Since I left home at 18, “time with family” has usually meant a front-porch…and a telephone. But that’s how I was raised. Born a day apart in the same hospital in Terre Haute, Indiana, my mother and father left the Midwest in their young 20’s and never looked back. In ’72 and ’74, they added a pair of boys to the mix: A team of four; no extended family down the hall, up the street or the next town over. Grandparents, aunts, uncles, cousins – they were faces seen once a year on school vacations. Holidays, birthdays and special occasions were celebrated within our insular core; an occasional quick phone conversation with the bloodline. I knew no different.
It comes as no surprise that as I entered my late teens, a gut-instinct said to head-out and build a life on my own…somewhere else. So I did. Like my folks, I hop-scotched the country working hard, gaining valuable skills and experience with each new endeavor. Oddly enough, roots finally took hold in the Midwest, about 400-miles southwest of my parents’ hometown. After 15-plus years, I’m still here; still emulating the experience of my youth, geographically separated from the bloodline.

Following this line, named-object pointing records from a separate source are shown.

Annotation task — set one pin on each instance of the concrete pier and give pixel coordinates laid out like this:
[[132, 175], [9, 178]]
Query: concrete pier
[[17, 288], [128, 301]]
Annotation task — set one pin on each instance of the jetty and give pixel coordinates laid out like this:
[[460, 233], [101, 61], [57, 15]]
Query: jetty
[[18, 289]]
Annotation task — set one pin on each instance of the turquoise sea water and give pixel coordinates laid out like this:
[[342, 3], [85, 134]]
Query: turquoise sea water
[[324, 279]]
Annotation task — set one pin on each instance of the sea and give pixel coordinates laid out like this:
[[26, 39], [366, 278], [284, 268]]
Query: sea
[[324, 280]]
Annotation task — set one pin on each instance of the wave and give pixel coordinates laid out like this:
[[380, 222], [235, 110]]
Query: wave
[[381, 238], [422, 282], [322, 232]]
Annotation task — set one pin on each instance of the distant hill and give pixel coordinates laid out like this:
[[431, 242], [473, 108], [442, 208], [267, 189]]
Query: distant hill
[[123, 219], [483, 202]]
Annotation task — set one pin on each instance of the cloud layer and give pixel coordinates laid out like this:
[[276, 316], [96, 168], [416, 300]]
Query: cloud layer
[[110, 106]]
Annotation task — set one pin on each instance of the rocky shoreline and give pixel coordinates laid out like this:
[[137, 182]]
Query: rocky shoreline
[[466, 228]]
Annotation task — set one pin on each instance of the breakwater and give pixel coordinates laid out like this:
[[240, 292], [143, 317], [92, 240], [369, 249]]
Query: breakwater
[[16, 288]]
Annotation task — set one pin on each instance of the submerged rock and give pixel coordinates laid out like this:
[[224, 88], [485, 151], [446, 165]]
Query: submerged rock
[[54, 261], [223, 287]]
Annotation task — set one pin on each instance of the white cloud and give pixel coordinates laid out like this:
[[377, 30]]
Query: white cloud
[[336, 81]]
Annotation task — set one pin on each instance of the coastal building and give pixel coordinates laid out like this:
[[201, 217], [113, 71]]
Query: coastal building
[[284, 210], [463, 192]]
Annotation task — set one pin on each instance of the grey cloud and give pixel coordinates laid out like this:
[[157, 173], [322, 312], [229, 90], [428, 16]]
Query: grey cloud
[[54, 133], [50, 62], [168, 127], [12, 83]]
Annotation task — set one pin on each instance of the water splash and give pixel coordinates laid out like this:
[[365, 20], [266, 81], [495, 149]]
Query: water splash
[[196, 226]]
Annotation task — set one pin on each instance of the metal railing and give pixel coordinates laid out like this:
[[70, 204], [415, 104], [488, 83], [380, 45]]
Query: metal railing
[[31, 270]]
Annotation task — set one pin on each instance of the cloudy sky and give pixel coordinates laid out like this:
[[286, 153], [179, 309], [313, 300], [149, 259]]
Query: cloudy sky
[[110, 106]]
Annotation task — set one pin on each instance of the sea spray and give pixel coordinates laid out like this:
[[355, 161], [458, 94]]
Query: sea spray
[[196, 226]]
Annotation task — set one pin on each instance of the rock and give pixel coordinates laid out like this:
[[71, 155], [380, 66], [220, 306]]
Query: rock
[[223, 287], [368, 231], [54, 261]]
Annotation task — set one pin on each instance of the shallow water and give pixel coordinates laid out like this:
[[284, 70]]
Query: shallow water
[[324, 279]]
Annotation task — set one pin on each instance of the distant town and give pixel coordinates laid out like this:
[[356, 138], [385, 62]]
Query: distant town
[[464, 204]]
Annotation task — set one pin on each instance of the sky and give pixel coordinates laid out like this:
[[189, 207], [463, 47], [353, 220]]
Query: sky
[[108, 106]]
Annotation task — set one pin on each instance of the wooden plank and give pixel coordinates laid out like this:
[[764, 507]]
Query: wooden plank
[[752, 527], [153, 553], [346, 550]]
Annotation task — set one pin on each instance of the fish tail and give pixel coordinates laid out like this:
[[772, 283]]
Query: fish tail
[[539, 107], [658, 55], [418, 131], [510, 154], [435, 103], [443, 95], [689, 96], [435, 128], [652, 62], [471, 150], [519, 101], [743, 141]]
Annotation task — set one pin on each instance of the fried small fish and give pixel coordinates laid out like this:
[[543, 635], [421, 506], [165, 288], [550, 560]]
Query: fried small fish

Without a doubt, the Midwest has rounded my character and built the man I’ve become. I met my wife here – though she was living in Germany at the time. By agreeing to marry me, she too became a willing participant in life removed from the bloodline; part of an insular core sharing ups-and-downs…over the telephone. It’s familiar territory, though. While growing up in Germany, Dionne spent years apart from her grandparents, aunts, uncles and cousins in Texas. Though we were raised an ocean apart, it’s pretty stunning how much she and I truly have in common.
Needless to say, for the both of us, “time with family” has become beyond valuable. So, when a random blue car came inching down the driveway shortly after 1:30 last week and my niece leaped from the back seat…it’s safe to say that my wife gave me the best of all possible 40th birthday gifts. The surprises didn’t end there, though! As we were catching up with my brother and his wife, another vehicle pulled into the drive, and out stepped my wife’s sister, her husband and their two kids. PARTY!
After a weekend of great conversation, playing with the kids in the RV and gorging on entirely too much home-cooking, we returned from an evening meal in Springfield to find over a dozen of our closest friends hanging-out on the front porch, ready to throw a few back with the old man. Very humbling. It was so great to reconnect with friends who have become family in the absence of those with whom we share DNA. Even better? We had a chance to blend these two “families” for the first time – all thanks to my cunning wife and her months of clever, secretive planning.
Now 40 years old, I can’t begin to describe how thankful I am for both families…for a wife who understands and endures…for an uncanny ability to turn-off any and all curiosity…and for being ready at 1:30 on a Thursday afternoon.
This was a birthday I will never forget.